1. A method of treating trauma-related psychiatric disorders in a patient in need thereof comprising the steps of (a) selecting a patient suffering from symptoms associated with said disorder, (b) administering to the patient effective amounts of a fatty acid amide hydrolase (FAAH) inhibitor, (c) identifying an improvement of at least one of the patient’s symptoms from the baseline.

2. The method of claim 2, wherein the post-traumatic psychiatric disorder is selected from the group consisting of post-traumatic stress disorder (PTSD), post-traumatic anxiety disorder, post-traumatic depression, post-traumatic substance use disorders, and post-traumatic eating disorders, GDD and any combinations thereof.

3. The method of claim 1, wherein at least one of the symptoms is associated to hyperarousal and exaggerated startle.
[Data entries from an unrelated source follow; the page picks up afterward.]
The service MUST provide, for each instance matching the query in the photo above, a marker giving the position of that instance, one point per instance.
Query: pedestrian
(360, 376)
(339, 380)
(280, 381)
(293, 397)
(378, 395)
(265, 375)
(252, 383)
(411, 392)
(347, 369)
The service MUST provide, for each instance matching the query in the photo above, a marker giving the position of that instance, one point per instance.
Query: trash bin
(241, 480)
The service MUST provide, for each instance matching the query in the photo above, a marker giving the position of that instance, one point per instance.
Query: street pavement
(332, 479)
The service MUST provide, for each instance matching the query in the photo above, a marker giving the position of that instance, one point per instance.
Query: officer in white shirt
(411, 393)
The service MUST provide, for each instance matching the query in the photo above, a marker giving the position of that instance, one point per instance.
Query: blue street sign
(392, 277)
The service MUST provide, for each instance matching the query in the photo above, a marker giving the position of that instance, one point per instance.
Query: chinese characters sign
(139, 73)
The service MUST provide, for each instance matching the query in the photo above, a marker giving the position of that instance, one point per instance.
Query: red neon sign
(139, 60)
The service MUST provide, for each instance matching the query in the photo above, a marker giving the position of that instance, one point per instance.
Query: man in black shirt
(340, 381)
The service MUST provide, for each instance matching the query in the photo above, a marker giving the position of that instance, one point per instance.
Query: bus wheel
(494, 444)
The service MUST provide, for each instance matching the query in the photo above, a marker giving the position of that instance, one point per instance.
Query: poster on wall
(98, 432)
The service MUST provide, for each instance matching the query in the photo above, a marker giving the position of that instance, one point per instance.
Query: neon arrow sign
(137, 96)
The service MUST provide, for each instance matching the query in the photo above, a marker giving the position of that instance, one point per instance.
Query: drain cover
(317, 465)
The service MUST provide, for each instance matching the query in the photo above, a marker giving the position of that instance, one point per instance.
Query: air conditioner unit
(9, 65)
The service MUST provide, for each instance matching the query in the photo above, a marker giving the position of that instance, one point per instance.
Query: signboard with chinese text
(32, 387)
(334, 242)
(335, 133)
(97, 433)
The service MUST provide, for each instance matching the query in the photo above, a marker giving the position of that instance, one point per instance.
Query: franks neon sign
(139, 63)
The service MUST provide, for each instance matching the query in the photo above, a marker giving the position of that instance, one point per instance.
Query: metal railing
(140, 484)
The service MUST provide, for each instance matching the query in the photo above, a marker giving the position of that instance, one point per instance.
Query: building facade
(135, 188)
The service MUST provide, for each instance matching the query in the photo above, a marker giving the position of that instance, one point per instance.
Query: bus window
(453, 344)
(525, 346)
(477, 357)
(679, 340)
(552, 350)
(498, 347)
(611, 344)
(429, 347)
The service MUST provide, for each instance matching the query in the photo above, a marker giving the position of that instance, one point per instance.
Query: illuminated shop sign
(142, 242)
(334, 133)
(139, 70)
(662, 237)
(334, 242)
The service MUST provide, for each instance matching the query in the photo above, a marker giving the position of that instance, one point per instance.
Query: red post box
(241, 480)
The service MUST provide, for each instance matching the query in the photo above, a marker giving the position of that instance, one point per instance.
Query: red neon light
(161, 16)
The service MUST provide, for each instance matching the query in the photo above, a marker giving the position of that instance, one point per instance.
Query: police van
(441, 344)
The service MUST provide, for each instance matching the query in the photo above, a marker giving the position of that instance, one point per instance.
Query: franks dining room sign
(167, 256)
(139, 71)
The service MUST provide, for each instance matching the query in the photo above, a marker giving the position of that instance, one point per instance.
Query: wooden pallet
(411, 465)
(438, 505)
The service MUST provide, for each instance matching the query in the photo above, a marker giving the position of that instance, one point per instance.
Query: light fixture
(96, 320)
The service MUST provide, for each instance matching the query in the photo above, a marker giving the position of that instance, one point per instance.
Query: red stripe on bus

4. The method of claim 3, wherein the symptoms associated with hyperarousal is selected from the group consisting of (a) irritable behavior, (b) angry outbursts, (c) recklessness, (d) self destructive behavior, (e) hypervigilance, (f) exaggerated startle response, (g) problems with concentration, (i) sleep disturbances or any combinations thereof.

5. The method of claim 4, wherein the hyperarousal symptom is manifested for at least one month after the patient’s exposure to trauma.

6. The method of claim 1, wherein the trauma is secondary to a fear conditioning model.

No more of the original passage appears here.